With a 2025 tech stack, yes. With a 2005 tech stack, no. Don't use any containers, no[/limited] server-side dynamic script languages, no microservices or anything like that.

Considering the content is essentially static, this is actually viable. Search functions might be a bit problematic, but that's a solvable problem.

Of course you pay with engineering skills and resources.

stackskipton 5 hours ago | parent | next [-]

SRE here, Containers are not causing any performance problem.

grim_io 3 hours ago | parent [-]

Maybe the perception comes from all the Mac and Windows devs having to run a Linux VM to use containers.

eirpoeior 5 hours ago | parent | prev [-]

Is there any feasible way to implement search client-side on a database of this scale?

I guess you would need some sort of search term to document id mapping that gets downloaded to the browser but maybe there's something more efficient than trying to figure out what everyone might be searching for in advance?

And how would you do searching for phrases or substrings? I've no idea if that's doable without having a database server-side that has the whole document store to search through.
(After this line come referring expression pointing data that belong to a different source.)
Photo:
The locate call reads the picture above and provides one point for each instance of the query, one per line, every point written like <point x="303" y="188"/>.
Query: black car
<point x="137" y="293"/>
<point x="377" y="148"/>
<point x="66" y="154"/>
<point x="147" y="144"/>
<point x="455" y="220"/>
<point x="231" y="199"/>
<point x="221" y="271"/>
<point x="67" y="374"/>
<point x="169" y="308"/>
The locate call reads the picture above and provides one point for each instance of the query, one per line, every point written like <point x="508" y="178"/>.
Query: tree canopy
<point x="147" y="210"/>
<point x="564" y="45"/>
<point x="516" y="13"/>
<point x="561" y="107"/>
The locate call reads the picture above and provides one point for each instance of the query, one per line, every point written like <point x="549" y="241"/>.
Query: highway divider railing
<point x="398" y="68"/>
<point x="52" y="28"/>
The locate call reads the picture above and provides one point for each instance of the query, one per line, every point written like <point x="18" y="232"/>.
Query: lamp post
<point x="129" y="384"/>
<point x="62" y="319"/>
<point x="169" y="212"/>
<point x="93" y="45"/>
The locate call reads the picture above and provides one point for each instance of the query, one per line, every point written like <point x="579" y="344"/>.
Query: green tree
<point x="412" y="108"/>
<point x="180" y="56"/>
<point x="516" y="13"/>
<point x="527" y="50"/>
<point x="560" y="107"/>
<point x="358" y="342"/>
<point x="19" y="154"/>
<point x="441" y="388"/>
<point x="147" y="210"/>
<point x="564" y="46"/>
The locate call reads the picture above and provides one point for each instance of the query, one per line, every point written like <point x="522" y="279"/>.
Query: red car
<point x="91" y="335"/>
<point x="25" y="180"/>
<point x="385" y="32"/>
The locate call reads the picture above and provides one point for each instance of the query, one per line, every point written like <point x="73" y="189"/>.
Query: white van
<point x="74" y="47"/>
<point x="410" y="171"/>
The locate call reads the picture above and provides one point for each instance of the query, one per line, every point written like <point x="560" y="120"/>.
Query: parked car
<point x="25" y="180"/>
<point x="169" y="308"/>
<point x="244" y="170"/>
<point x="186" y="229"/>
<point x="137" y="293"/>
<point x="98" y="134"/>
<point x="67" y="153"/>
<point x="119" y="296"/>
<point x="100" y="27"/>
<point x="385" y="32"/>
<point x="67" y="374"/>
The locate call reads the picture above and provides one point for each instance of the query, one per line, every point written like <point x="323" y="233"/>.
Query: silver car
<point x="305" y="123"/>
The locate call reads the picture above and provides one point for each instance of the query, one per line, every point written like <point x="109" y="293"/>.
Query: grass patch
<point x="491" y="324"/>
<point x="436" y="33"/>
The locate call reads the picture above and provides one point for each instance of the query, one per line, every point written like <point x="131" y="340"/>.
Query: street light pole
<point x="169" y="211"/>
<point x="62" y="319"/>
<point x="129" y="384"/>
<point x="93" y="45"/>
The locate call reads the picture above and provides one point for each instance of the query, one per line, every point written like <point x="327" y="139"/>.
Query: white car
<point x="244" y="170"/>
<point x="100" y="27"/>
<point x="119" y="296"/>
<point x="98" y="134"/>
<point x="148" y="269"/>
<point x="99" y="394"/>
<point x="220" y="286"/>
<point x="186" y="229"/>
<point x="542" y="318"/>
ffsm8 5 hours ago | parent | next [-]

Theoretically, just thinking about the problem... You could probably embrace offline first and sync to indexeddb? After that search would become simple to query. Obviously comes with it's own challenges, depending on your user base (e.g. not a good idea if it's only a temporary login etc)

namibj 5 hours ago | parent | prev [-]

There are several implementations of backing an Sqlite3 database with a lazy loaded then cached network storage, including multiple that work over HTTP (iirc usually with range requests). Those basically just work.